Grant Foster’s 1995 CLEANest Fourier Spectrum paper (Foster, G., 1995, “The CLEANest Fourier Spectrum”, The Astronomical Journal, vol 109, no 4, 1889–1902) gives a number of examples of applying the CLEANest algorithm to datasets, artificial and real. Two of these use AAVSO visual magnitude estimates: S Ori and AA Cas.
This post shows VStar’s CLEANest implementation applied to AA Cas. Foster 1995 uses an AA Cas dataset in the JD range 2447500 to 2449500. The following shows that dataset loaded from the AAVSO International Database (AID) via VStar’s file menu.
A DCDFT with frequency range can be initiated from VStar’s Analysis menu, selecting the Visual band and specifying minimum and maximum frequencies, the range over which to scan, and frequency resolution over the range.
This results in the following power spectrum (in the Power vs Frequency pane) with the orange squares showing peaks or “top hits”.
These top hits are shown in the next diagram in tabular form.
In this example, seven top hits have been selected using combinations of shift-click and control-click (Windows) or command-click (Mac). The initial input values to CLEANest are not stated in Foster 1995 (section 5, page 1900), but the rows selected above fairly closely correspond to what I think they should be.
Clicking the CLEANest button opens this dialog from the Top Hits pane.
Clicking OK here adds seven new top hits with the same power value, shown multiply-selected in the top hits list and annotated on the power spectrum.
Now click Create Model in the Top Hits pane and the following dialog will open.
Click OK and the main plot will have an additional “model” series added. Dismiss the main DCDFT dialog to return to the main VStar window.
Something on my TODO list is to make the model series continuous rather than discrete as it currently appears.

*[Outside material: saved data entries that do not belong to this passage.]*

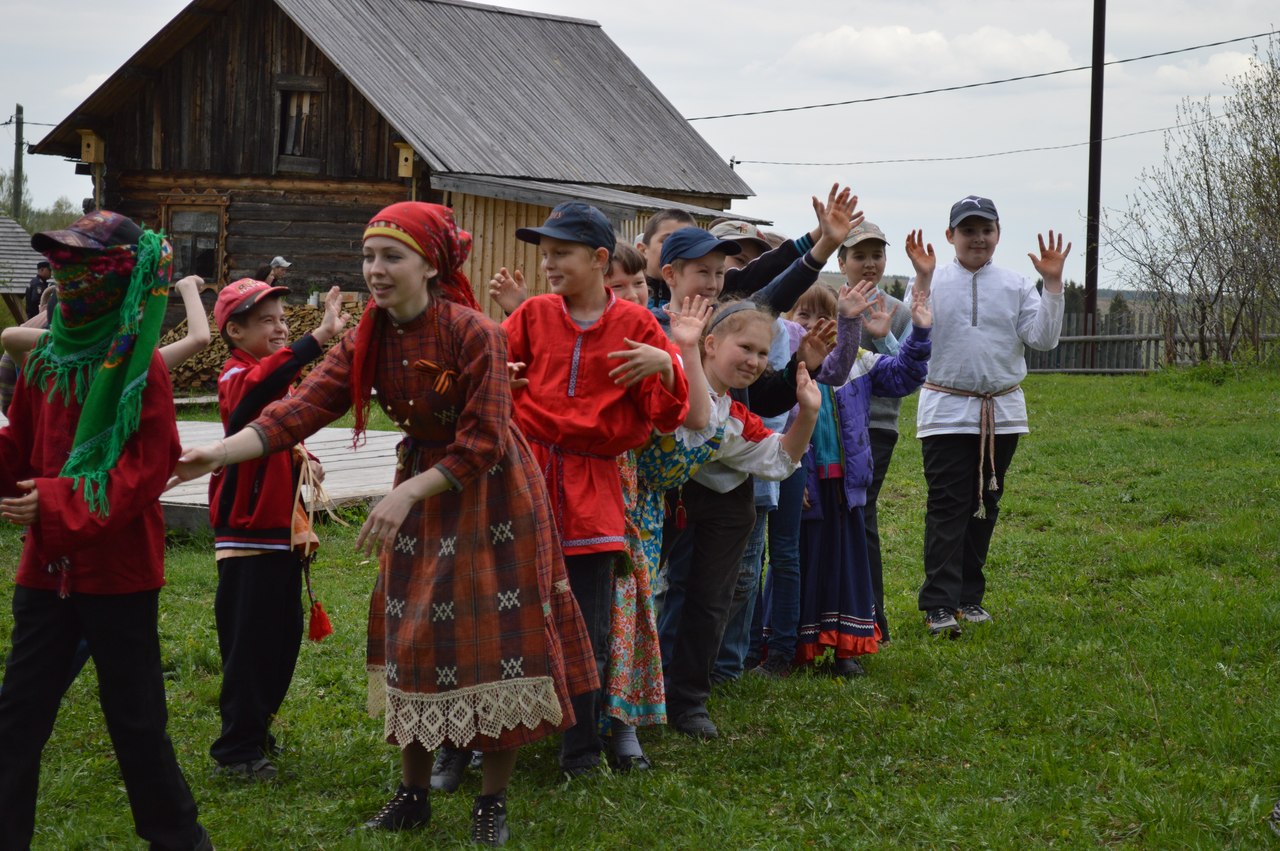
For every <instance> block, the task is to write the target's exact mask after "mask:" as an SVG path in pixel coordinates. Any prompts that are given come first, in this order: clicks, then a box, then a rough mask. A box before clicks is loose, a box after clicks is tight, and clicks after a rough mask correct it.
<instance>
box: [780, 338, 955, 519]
mask: <svg viewBox="0 0 1280 851" xmlns="http://www.w3.org/2000/svg"><path fill="white" fill-rule="evenodd" d="M929 330H931V329H928V328H914V326H913V328H911V333H910V334H909V335H908V338H906V339H905V340H902V347H901V348H900V349H899V352H897V354H893V356H892V357H891V356H888V354H876V353H873V352H867V351H863V352H860V353H859V357H858V361H856V362H855V363H854V369H852V372H851V374H850V378H849V383H847V384H845V385H844V386H841V388H840V389H838V390H836V394H835V395H836V418H837V420H838V422H840V447H841V454H842V456H844V473H845V499H846V500H847V504H849V507H850V508H855V507H861V505H865V504H867V489H868V488H869V486H870V484H872V444H870V439H869V438H868V435H867V426H868V422H869V421H870V401H872V394H874V395H881V397H904V395H910V394H911V393H914V392H915V390H916V389H918V388H919V386H920V385H922V384H923V383H924V376H925V375H928V371H929V352H931V349H932V344H931V343H929ZM823 413H826V411H824V412H823ZM804 467H805V475H806V482H805V493H806V495H808V497H809V505H810V508H809V509H806V511H805V513H804V520H822V507H820V502H819V499H818V465H817V458H815V453H814V448H813V444H810V445H809V452H806V453H805V457H804Z"/></svg>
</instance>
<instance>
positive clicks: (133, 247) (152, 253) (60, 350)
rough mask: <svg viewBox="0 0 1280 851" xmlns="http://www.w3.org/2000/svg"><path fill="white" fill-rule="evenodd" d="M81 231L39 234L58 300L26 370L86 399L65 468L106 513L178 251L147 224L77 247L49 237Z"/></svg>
mask: <svg viewBox="0 0 1280 851" xmlns="http://www.w3.org/2000/svg"><path fill="white" fill-rule="evenodd" d="M102 215H106V216H116V214H99V216H100V218H101V216H102ZM87 218H88V216H86V219H87ZM122 218H123V216H122ZM81 221H84V220H81ZM78 225H81V223H77V224H76V225H72V228H73V229H74V228H77V227H78ZM78 233H79V232H74V230H68V232H56V233H54V234H37V237H36V238H35V239H33V241H32V242H33V244H36V246H37V248H40V250H41V251H42V252H44V253H45V256H47V257H49V260H50V262H51V264H52V266H54V271H55V276H56V282H58V308H56V310H55V311H54V314H52V316H51V317H50V319H51V321H50V326H49V330H50V333H49V334H45V335H42V337H41V339H40V343H37V344H36V348H35V349H33V351H32V352H31V356H29V357H28V358H27V365H26V366H24V369H23V378H24V380H26V381H27V384H28V385H29V386H32V388H37V389H38V390H40V392H42V393H46V394H54V393H59V394H61V397H63V402H64V403H65V404H69V403H70V401H72V399H73V398H74V401H76V402H77V403H78V404H79V406H81V416H79V422H78V424H77V426H76V438H74V440H73V443H72V452H70V456H68V458H67V463H65V465H63V468H61V472H60V473H59V475H60V476H67V477H68V479H74V480H76V484H77V488H79V486H83V490H82V498H83V499H84V502H86V504H88V507H90V509H91V511H93V512H95V513H97V514H100V516H106V514H109V513H110V504H109V503H108V497H106V482H108V476H109V473H110V472H111V470H113V468H114V467H115V463H116V461H119V457H120V453H122V452H123V450H124V444H125V443H128V440H129V438H132V436H133V434H134V433H136V431H137V430H138V422H141V418H142V393H143V390H145V389H146V384H147V372H148V371H150V369H151V356H152V353H154V352H155V349H156V346H157V343H159V340H160V325H161V322H163V321H164V314H165V308H166V307H168V305H169V279H170V274H172V270H173V250H172V248H170V246H169V243H168V242H165V239H164V237H163V235H160V234H159V233H156V232H154V230H142V232H141V235H138V237H137V244H124V246H120V244H113V246H101V247H79V246H74V243H72V244H68V242H55V241H54V239H51V238H50V237H55V238H63V239H67V238H76V237H77V235H78ZM68 234H70V237H68Z"/></svg>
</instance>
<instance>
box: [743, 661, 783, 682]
mask: <svg viewBox="0 0 1280 851" xmlns="http://www.w3.org/2000/svg"><path fill="white" fill-rule="evenodd" d="M748 673H749V674H751V676H753V677H765V678H768V680H782V678H783V677H788V676H791V663H790V662H788V660H786V659H782V658H780V656H769V658H768V659H765V660H764V662H762V663H760V664H758V665H755V667H754V668H751V669H749V671H748Z"/></svg>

The residuals for this model can be viewed by opening the Plot Control dialog from the View menu and setting it as shown, including changing the Days per Mean Series Bin (and clicking Apply).
Dismissing the dialog changes the plot to look like this.
Performing a DCDFT on the residuals with the same frequency parameters as for the visual series, but by selecting the residuals gives the following power spectrum.
Looking at the Power axis suggests that there is very little discrimination between any of the frequencies.
In addition, the ANOVA value in the Info dialog (File menu) also suggests that there is unlikely to be any signal remaining to be found in the residuals, i.e. the null hypothesis that there is no significant signal present should be accepted.